"Mr. Galloway said: 'They have introduced another man of the former Iraqi regime who the US has told us for years was made up of genocidal killers. Tariq Aziz now agrees with the US. He is a genocidal murderer one day then a reputable witness the next.'"Is he saying, in effect, that you can't take the word of such a person? This in and of itself is surely correct? And we should say that it shouldn't be - and one trusts it won't be - taken at face value without documentary evidence. But there's already a problem with Galloway's argument because he himself did not, and does not, share this assessment of Tariq Aziz: he has never described him in such terms; he met cordially with him on a number of occasions, including during a Christmas dinner together; and he is on record as describing him as an 'intellectual'. So Mr. Galloway has given us no reason of his own as to why we should disregard Aziz's testimony - unless he too is shifting position and is now saying we should share the American view of the Ba'ath regime's members.
Hmmm, bit confused now but I trust Mr. Galloway will soon clarify the matter in his next rhetorical performance* - coming to a theatre near you. Until such times as he is vindicated of all allegations, I'll stick with the judgment I made about him about a decade before anyone outside Scotland had ever heard of him: don't buy a used car from this man - not even if he gives you a receipt.
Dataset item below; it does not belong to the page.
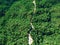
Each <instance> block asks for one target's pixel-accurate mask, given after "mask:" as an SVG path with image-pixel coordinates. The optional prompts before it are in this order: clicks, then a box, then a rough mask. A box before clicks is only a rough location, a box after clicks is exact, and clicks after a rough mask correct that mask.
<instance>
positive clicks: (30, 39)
mask: <svg viewBox="0 0 60 45" xmlns="http://www.w3.org/2000/svg"><path fill="white" fill-rule="evenodd" d="M33 4H34V14H35V13H36V1H35V0H33ZM30 20H31V19H30ZM30 25H31V28H32V29H33V30H35V27H34V25H33V23H32V22H31V23H30ZM30 32H31V31H30ZM28 35H29V39H28V42H29V45H32V43H33V39H32V36H31V35H30V33H29V34H28Z"/></svg>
*In the unlikely event anyone reading this hasn't seen the show, it's lacking subtlety, historical veracity, and has lots of hammy Biblical-style lines but is quite entertaining nevertheless. Update - There's more from the Scotsman:
'Despite Mr Galloway's suggestions that the Senate investigators had not contacted him about the new allegations, Mr MacKay confirmed that Mr Coleman had offered to send staff to London to interview the MP.For the amusing story of what happened to Mr. McKay's ATV project, the outfit that brought you Tony Benn's interview with Saddam Hussein, read down to the bottom of the article.
Mr Galloway rejected that offer, demanding to "talk to the organ-grinder, not monkeys".'
Also, according to the Herald, the Charity Commission is considering re-opening the investigation into the Miriam Appeal.